5. Workplace Reintegration After Trauma

Scenario:
A 40-year-old teacher develops severe anxiety and avoidance behaviors after witnessing a violent
incident at school. They refuse to return to work, fearing a repeat event.

Activity Setup:

 Participants: Client and therapist.

 Role Play Structure:

o Simulate progressively challenging scenarios:

 Walking near the school.

 Sitting in an empty classroom.

 Interacting with a small group of students.

o Pair exposure with relaxation techniques, such as deep breathing or progressive


muscle relaxation.

Behavioral Goals:

 Reduce avoidance through graded exposure.
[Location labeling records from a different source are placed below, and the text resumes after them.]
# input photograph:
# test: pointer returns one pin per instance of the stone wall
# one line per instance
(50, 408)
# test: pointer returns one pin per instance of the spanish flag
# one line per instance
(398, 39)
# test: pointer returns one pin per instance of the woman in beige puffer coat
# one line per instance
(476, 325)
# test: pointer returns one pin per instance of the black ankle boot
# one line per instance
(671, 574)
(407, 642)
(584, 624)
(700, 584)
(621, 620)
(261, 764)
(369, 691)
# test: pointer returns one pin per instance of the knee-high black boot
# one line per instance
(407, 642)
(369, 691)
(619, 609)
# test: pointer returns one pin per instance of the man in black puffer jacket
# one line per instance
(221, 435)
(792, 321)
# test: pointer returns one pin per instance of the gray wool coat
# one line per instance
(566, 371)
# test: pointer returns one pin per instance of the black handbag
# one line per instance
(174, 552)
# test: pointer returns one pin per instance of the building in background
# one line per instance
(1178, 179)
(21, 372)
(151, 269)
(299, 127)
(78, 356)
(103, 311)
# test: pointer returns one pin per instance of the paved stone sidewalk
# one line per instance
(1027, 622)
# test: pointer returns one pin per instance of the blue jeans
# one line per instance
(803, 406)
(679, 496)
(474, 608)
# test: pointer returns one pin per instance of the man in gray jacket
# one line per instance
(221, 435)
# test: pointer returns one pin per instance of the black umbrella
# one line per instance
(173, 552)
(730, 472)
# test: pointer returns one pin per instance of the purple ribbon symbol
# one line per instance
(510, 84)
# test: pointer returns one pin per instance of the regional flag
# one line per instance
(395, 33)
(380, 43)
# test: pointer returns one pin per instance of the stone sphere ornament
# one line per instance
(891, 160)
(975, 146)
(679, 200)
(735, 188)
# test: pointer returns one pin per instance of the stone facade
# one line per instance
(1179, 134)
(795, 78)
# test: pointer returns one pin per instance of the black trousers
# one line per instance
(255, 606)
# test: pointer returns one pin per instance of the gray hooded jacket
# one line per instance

 Reinforce the use of coping skills during simulated scenarios.

Challenges:

 The client may exhibit panic symptoms during exposure. Reassure and reset the intensity of
the role-play scenario as needed.

6. Caregiver Dependency in Stroke Rehabilitation

Scenario:
A 65-year-old stroke survivor relies heavily on family for basic tasks like eating and dressing, despite
being physically capable. Family members inadvertently reinforce dependency by taking over these
tasks.

Activity Setup:

 Participants: Client, family members, and therapist.

 Role Play Structure:

o Teach family members to provide prompts and encouragement instead of


performing tasks.
o Simulate scenarios where the client is guided to complete tasks independently, with
family observing or providing minimal support.

Behavioral Goals:

 Increase the client’s independence in daily activities.

 Educate family members on the importance of fostering self-reliance.

Challenges:

 Family members may resist due to guilt or concern. The therapist uses motivational
interviewing to address their hesitations.